Faking a devil-may-care blitheness, I emerged from the water bare-assed and sassy, as though nothing could be more natural. (Which is true, after all, or was true, in the Garden of Eden.) I stretched out beside him on the blanket. Making it his move.

  I guessed he would sprint off with the suit, waving it and teasing me. After all, weren’t we being perfectly childish? Instead he went into what I suppose was one of his Beckett routines, feigned innocence and indirection. He did not react to (pretended not to notice) my state of undress. Took out an orange and peeled it. Casually offered me sections.

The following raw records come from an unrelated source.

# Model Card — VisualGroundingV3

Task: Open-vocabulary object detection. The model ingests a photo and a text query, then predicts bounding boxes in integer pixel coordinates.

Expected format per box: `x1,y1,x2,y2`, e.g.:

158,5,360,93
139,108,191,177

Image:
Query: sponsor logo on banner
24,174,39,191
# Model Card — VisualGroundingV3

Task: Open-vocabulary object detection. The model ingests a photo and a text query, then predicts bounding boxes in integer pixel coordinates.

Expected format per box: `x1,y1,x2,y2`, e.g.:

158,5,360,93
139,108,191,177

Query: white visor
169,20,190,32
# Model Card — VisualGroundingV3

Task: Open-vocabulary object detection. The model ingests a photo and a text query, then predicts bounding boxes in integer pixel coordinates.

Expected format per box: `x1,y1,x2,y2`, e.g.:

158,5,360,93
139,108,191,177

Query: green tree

  Then we spotted a yellow Labrador retriever sniffing and snuffling on the opposite shore of the lagoon, and heard voices trailing close behind. We were about to have company and now C. tossed me the suit. He was ready to conclude our tricky little skit. But was I? Why should he get to make the rules? Why should it be up to him who gets to be naughty, and for how long?

  Moral edges, psychological angles. These were the silly symphonies we had always played—as acquaintances, as friends, as lovers. Wrestling for meaningless advantage in the name of fun. But where, I had to ask myself, was the fun in mooning a couple of complete strangers? If only for their sake, I decided it was time to step back inside my thin veneer of decency.

  Catching the suit as he tossed it, I was struck by how minimal it was. It was like catching a butterfly. A tiny weightless thing, it disappeared inside my hand. If I’d had a pocket, it would have fit inside. This garment was nothing, or next to nothing, and yet it seemed that without it I was by definition a wanton woman (indeed, a criminal), while with it I became a harmless cipher, a dull normal.

  Though when I gave voice to all this, C. flattered me in his fashion: “Never dull, hardly normal.”

  As planned, we picked up salad makings at the farm stand in Lincoln. Not a lot of their own stuff yet: it was pretty much iceberg lettuce, iceberg tomatoes, iceberg onions. Clearly it would have to be an iceberg salad. Debra would give us a pass, Gerald would lament that we hadn’t gone to the Haymarket, as he always did, for his ingredients.

  Considering how snippy snobby we had been about going, we ended up having a perfectly nice time with them. Gerald made a wonderful stifado (a far cry from the gourmet hot dogs C. had prognosticated) and a gooseberry fool. The fool gave rise to a symposium on desserts, and what exactly was a gooseberry, other than a “berry word” that provides lovely assonance with the word fool? And then, what was a fool? As for pastry, what differentiates a crumble, a crisp, a crunch, a brown betty, a pandowdy, and so on ad infinitum. We looked them all up in a dictionary, struggled to refine the hazy dictionary distinctions.

  “Only in Cambridge,” Debra remarked, to which Gerald replied that while we might be of Cambridge, we were not technically in Cambridge.

  “Cambridge, for sure,” Debra persisted. “I mean, can you imagine anyone wasting time on this sort of thing in say Lincoln, Nebraska?”

  “Regional snob,” I said, with our own snobbery still on my mind.

  “People in Nebraska tend to be sane, that’s all I meant. Whereas we are clearly insane.”

  “Speak for yourself,” said Gerald, never neglecting an opportunity to contradict his wife. “We are this nation’s lonely truth-seekers.”

  “A great man once said that anyone seeking Truth is by definition insane.”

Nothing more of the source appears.